PowerAuth Client sequence

Following diagram shows the upgrade process form PowerAuth Client perspective.

Upgrade sequence on PowerAuth Client

The PowerAuth Client is typically implementing the upgrade process as a silent, transparent operation, as a part of getting activation status:

  1. PowerAuth Client gets an activation status blob (by requesting /pa/v3/activation/status endpoint)
    • In case of error, the error is immediately returned as the result of the whole operation.
  2. If the current status of activation is not ACTIVE, then return the received status immediately

  3. If upgrade is not available (see Test upgrade availability), then return the received status blob immediately.

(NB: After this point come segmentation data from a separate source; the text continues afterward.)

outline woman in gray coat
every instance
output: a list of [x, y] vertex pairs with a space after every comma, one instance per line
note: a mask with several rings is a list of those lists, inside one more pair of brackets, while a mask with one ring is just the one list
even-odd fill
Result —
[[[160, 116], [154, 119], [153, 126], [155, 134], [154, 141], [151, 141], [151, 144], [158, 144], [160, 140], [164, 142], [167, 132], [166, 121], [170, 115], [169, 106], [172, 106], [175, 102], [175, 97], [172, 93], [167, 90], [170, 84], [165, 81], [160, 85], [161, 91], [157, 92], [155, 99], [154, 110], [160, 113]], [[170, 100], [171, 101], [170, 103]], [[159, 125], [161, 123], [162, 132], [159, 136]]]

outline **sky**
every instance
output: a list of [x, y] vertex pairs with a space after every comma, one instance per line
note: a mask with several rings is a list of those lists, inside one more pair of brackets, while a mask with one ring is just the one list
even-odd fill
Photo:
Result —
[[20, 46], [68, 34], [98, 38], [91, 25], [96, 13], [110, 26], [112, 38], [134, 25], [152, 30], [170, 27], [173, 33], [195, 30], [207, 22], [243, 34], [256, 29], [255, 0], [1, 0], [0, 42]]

  4. If client doesn’t have CTR_DATA value locally, then continue with step 5, otherwise go to step 7.

  5. Start the upgrade process, by requesting /pa/v3/upgrade/start endpoint
    • The request is encrypted with an “activation scoped” ECIES, sh1="/pa/upgrade"
    • The response contains initial CTR_DATA value, which has to be exactly 16 bytes long.
  6. Client can upgrade its local activation data to protocol V3. This step has following implications:
    • Client must store CTR_DATA into its persistent data storage.
    • Each next PowerAuth Signature will be calculated as V3.
  7. Commit the upgrade process, by requesting /pa/v3/upgrade/commit endpoint
    • The request is signed with V3 signature

If the last step succeeds without an error, then the protocol is fully migrated to version 3.

The whole upgrade process is designed to be reliable against a random network connection errors. The PowerAuth Client can typically recover from such networking errors by simply retrying the whole upgrade process.